The crowding outside is spreading to the office, which is ruled by 13 cats that lounge on its bookcases and desks. The reception area is overseen by Muppet, a Persian cat that somehow manages to sleep on the shelves while puppies scuttle across the tile floor. At the moment two veterinarians and two assistants attend to the clinic's 40 cats and 10 dogs. Ms Vieira-Neves keeps another dozen or so cats at her home and some animals will be moved to a farm outside the city. Still, there is not enough room as people begin their mass exodus for the summer.
"We've actually begun to turn people away," Ms Vieira-Neves said. "Last week we had a woman bring a cat here and when we told her we couldn't take it she threatened to go to the police." The same situation can be found at the RAK Animal Welfare Centre, which unofficially opened in February but is still under construction. Much of the problem can be traced to owners who don't understand the demands of owning pets, said Melissa Davis, who manages the centre.
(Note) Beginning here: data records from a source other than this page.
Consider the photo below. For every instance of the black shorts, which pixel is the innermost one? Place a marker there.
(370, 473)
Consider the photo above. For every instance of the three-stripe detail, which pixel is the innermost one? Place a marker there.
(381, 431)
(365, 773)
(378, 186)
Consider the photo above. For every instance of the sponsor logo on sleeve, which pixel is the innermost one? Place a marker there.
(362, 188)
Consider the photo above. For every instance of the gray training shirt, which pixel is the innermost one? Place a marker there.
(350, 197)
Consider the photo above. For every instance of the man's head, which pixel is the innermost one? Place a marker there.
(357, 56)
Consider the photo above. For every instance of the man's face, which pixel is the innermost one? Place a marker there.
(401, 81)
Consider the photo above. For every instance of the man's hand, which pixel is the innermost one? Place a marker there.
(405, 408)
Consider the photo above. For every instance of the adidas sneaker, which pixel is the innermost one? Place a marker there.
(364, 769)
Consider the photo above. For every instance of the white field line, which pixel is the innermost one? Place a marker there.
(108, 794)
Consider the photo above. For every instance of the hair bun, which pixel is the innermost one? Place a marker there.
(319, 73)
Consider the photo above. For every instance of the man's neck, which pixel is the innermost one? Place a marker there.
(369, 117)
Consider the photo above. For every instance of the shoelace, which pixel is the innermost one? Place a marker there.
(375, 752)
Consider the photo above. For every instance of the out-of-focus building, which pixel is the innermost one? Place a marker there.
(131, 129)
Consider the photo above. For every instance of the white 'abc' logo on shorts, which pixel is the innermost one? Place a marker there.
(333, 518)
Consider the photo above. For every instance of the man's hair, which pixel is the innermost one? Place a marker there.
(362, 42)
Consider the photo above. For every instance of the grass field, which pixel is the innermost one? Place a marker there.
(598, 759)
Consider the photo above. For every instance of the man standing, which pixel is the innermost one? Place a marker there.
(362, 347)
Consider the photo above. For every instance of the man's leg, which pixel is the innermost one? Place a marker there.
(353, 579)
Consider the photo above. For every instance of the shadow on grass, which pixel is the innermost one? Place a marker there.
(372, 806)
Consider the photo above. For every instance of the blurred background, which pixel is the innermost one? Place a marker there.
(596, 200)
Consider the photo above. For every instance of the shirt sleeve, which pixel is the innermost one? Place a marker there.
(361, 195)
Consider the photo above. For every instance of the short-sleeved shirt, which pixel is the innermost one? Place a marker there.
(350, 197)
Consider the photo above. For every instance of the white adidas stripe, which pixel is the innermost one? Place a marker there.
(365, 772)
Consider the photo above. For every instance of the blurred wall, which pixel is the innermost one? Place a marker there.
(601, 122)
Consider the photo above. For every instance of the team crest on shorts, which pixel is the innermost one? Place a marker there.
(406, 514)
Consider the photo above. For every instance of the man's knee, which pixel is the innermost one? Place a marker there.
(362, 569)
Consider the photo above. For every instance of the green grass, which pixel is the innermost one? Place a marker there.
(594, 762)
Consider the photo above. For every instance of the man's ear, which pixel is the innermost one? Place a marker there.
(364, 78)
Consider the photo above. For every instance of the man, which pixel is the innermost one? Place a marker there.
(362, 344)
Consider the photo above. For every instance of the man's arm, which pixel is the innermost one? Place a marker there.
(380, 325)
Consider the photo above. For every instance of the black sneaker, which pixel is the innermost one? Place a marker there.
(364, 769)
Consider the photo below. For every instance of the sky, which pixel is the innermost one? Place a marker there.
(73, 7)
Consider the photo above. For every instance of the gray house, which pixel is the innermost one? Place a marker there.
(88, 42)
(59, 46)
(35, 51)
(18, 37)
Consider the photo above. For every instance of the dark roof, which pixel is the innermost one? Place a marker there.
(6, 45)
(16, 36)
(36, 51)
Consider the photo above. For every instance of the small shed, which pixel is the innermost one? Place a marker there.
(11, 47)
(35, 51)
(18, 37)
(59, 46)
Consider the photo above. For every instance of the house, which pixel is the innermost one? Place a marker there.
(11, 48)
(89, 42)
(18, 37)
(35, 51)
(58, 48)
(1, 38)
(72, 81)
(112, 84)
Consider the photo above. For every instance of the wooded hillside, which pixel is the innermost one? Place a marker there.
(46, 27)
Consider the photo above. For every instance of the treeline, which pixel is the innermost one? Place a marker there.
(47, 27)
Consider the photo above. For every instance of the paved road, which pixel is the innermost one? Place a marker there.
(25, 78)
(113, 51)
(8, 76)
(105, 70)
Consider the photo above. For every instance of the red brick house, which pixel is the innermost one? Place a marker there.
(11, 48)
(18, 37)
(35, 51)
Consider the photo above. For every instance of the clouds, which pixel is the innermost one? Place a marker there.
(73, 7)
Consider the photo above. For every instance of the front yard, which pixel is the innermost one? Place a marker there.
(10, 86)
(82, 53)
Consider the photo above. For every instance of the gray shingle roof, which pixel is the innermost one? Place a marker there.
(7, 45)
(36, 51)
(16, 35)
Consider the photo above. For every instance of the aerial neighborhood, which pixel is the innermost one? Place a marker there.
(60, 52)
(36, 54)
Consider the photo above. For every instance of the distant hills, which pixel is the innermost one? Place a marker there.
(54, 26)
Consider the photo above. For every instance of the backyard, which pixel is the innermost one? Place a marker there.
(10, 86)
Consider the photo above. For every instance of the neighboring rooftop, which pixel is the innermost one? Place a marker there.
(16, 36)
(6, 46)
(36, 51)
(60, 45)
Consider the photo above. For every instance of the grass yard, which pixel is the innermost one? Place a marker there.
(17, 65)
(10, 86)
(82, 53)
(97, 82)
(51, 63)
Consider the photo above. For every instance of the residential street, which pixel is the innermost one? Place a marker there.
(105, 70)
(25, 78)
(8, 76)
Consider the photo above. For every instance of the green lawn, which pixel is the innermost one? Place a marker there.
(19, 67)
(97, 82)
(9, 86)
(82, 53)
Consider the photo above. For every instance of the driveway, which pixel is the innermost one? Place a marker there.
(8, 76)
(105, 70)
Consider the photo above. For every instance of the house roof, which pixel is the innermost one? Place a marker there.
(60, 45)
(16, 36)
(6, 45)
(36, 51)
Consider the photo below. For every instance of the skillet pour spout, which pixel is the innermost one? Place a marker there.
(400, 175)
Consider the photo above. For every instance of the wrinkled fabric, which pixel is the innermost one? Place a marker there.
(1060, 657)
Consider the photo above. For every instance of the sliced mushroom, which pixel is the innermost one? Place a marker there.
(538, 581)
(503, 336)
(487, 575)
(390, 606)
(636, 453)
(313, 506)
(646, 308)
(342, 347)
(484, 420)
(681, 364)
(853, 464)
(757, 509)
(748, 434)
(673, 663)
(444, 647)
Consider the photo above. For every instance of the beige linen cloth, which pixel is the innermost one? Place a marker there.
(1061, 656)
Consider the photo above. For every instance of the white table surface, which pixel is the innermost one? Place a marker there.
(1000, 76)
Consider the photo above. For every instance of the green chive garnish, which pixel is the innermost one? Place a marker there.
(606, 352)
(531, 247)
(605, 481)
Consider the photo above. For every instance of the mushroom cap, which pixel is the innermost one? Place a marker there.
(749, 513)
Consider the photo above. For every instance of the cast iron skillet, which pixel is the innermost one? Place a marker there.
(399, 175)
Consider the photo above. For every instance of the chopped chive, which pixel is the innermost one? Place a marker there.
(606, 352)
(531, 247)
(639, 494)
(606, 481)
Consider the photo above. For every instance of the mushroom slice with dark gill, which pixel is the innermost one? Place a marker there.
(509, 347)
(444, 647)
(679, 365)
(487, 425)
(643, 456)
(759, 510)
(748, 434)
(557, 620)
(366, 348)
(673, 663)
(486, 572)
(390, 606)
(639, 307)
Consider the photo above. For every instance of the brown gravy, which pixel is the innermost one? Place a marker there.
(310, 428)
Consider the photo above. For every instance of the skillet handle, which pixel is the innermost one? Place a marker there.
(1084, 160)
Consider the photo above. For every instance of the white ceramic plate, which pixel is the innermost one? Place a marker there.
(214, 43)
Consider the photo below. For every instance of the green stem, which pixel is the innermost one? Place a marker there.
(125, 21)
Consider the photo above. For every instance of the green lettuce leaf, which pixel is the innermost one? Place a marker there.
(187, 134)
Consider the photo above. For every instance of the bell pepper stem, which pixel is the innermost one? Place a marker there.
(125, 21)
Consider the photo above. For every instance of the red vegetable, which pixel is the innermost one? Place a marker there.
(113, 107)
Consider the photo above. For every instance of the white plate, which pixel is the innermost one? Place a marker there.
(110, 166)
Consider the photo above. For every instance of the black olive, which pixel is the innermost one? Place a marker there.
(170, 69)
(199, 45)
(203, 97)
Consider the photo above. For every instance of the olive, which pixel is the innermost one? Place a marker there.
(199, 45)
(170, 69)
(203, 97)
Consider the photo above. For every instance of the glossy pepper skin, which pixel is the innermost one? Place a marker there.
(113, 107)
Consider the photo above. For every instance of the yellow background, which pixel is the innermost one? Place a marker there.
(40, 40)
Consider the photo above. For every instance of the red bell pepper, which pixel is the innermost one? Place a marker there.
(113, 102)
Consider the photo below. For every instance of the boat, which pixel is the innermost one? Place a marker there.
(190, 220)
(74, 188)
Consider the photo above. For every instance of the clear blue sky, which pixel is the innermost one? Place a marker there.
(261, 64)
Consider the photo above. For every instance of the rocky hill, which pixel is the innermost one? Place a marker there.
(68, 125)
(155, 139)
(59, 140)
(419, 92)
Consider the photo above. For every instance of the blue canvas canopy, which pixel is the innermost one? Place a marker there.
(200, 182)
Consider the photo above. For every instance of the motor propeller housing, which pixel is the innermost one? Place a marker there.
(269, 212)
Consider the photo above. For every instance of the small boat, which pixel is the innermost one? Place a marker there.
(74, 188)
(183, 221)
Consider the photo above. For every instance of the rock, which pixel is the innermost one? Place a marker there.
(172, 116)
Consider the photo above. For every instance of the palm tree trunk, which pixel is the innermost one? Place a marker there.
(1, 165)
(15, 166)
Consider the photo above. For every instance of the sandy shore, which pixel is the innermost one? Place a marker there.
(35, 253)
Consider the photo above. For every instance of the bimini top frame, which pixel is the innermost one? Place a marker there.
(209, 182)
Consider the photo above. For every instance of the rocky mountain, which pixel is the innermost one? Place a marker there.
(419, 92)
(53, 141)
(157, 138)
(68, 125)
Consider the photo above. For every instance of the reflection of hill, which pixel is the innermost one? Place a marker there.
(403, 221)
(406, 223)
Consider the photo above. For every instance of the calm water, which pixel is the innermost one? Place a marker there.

"When it comes down to paying for boarding or kenneling, maybe they can't afford it and maybe they left it to the last minute and there's nothing available," she said. "The kennels in Dubai are booked up in January or February." Some of those abandoning their animals contend that their pets need medication or surgeries, Ms Davis said. That makes it harder to judge which appointments are legitimate requests for care.
"People are going to vets and dropping the dogs off for treatment and driving off," she said. "If you're going to have a pet, you've got to realise and plan ahead for those costs and if you can't afford it, don't adopt." Her shelter will not accept dogs that are accustomed to air conditioning until the facility is finished at the end of summer. It will accommodate about 130 cats and more than 60 dogs when completed. Still, that is not stopping people from leaving pets on her doorstep.
"We've had a couple of dogs returned in the wee hours of the morning when no one is around," Ms Davis said. "We've just taken in five dogs today." Both the RAK and Fujairah clinics offer adoption free, though donations are welcome to cover vaccination and neutering costs. "People don't realise what wonderful animals there are in the shelter because these animals are so grateful for a second chance and they always turn out to be the best pets," Ms Vieira-Neves said.